In Grade 12, he met Catheren Rennick, a petite blond, at a small party. She was struck by his long, wavy, black hair and piercing blue eyes. “He was different—he was on a natural high,” she says. That night, he walked her home, and the two began dating. They married in 1973, in a small ceremony at Ottawa’s Eastbrook United Church, and settled south of Ottawa, in an old Victorian home in Kemptville, Ont., where they raised two daughters, Julia and Victoria. Kirk wasted no time involving the girls in his many sporting interests. An avid runner, he had them regularly doing five- and 10-km races, and for four years in a row enrolled the entire family in the Tour de Quickie, a 20-km bike race around Ottawa.
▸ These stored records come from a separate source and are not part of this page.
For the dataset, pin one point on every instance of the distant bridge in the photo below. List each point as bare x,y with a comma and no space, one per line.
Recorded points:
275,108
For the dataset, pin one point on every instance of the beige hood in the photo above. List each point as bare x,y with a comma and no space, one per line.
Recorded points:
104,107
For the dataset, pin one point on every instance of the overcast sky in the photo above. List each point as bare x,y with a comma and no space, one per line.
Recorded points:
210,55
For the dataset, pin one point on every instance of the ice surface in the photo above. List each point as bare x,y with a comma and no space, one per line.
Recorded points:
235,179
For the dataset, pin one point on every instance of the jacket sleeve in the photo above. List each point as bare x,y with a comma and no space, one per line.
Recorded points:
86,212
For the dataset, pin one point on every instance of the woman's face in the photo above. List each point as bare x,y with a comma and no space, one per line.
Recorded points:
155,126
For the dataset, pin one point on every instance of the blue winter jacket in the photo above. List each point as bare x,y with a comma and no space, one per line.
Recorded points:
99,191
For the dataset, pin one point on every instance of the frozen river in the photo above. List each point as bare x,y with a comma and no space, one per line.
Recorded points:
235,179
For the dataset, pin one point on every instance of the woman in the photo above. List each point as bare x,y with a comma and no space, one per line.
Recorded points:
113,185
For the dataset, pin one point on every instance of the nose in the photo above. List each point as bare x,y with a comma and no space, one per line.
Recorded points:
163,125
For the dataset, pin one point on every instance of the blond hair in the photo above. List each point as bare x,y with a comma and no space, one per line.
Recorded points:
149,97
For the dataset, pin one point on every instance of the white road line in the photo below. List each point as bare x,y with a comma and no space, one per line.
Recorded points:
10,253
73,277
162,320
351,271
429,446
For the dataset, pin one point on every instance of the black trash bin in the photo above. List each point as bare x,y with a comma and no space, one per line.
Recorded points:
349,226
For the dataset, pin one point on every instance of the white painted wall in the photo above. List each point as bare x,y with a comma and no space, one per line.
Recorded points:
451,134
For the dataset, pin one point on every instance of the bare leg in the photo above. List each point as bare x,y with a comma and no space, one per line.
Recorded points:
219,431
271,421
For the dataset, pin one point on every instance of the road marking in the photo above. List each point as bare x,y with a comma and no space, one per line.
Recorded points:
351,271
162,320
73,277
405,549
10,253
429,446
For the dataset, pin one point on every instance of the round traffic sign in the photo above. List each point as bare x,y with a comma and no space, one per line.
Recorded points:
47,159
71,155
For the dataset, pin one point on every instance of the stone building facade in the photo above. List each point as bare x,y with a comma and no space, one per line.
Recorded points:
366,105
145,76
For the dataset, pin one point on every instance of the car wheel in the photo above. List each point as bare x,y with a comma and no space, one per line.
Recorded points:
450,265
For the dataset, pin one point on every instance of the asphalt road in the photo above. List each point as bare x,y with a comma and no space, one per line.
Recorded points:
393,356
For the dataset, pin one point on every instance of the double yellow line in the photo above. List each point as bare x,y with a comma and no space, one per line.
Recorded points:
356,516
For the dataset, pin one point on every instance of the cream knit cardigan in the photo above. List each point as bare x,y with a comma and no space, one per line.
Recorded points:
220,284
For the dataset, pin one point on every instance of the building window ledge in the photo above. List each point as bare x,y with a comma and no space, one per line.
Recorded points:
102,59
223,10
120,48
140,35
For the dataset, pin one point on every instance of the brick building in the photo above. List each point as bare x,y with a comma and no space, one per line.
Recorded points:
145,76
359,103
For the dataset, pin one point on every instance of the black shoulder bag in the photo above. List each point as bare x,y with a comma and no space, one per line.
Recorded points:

As a child, Julia rode her bike alongside her dad while he trained daily for his annual marathon. Once, after she got scraped up after a run-in with a car, Kirk dusted off his daughter with words of advice: “Julia,” he said, “you’ve got to get back on your bike, because if you don’t today you never will.”

In 2005, Kirk and a few other cycling enthusiasts shadowed the Tour de France. They rode out ahead of athletes like Lance Armstrong and Jan Ullrich, then stopped to watch them whiz past. Four times a year, he and his ski buddies would hit the slopes at Lake Placid, N.Y.

Kirk combined his passion for sports with photography, often kayaking in nearby rookeries at daybreak to snap pictures of blue heron and other birds. One mild Christmas Eve, Kirk took Catheren kayaking on the Kemptville River where there was a mist floating above the water. “It was so romantic,” she says.

For 13 years, Kirk owned a camera shop. He shot both his daughters’ weddings before taking a job with the federal government six years ago, purchasing camera equipment. Victoria’s son, Elgin-Alexander, was the Fachnies’ first grandson, and he and Kirk shared a special bond. The two were often found playing with toy cars and watching hockey. When he was just nine months old, Elgin was diagnosed with a rare form of cancer. For his third birthday he requested an orange hockey stick. Kirk searched for one high and low, until he finally found an adult version and cut it down to Elgin’s size. Just over a month later, in May 2007, Elgin passed away while watching their beloved Ottawa Senators make it to the Stanley Cup finals.

The tragedy drew the Fachnies together. Every Christmas, Kirk, Catheren, and their daughters’ families would leave town to spend three days catching up, sometimes skiing. Kirk was also a member of the Kemptville Oldtimers hockey team.

On Feb. 10, Kirk and Catheren headed out for dinner at a friend’s house along the Rideau River, just outside Ottawa. The men cleared off a patch of ice, and began a game of pick-up hockey. Stopping for a break, they headed for shore. Kirk, a graceful athlete, was skating backward and suddenly stumbled, hitting his head. He was airlifted to Ottawa Hospital but never regained consciousness, and died two days later. He was 60.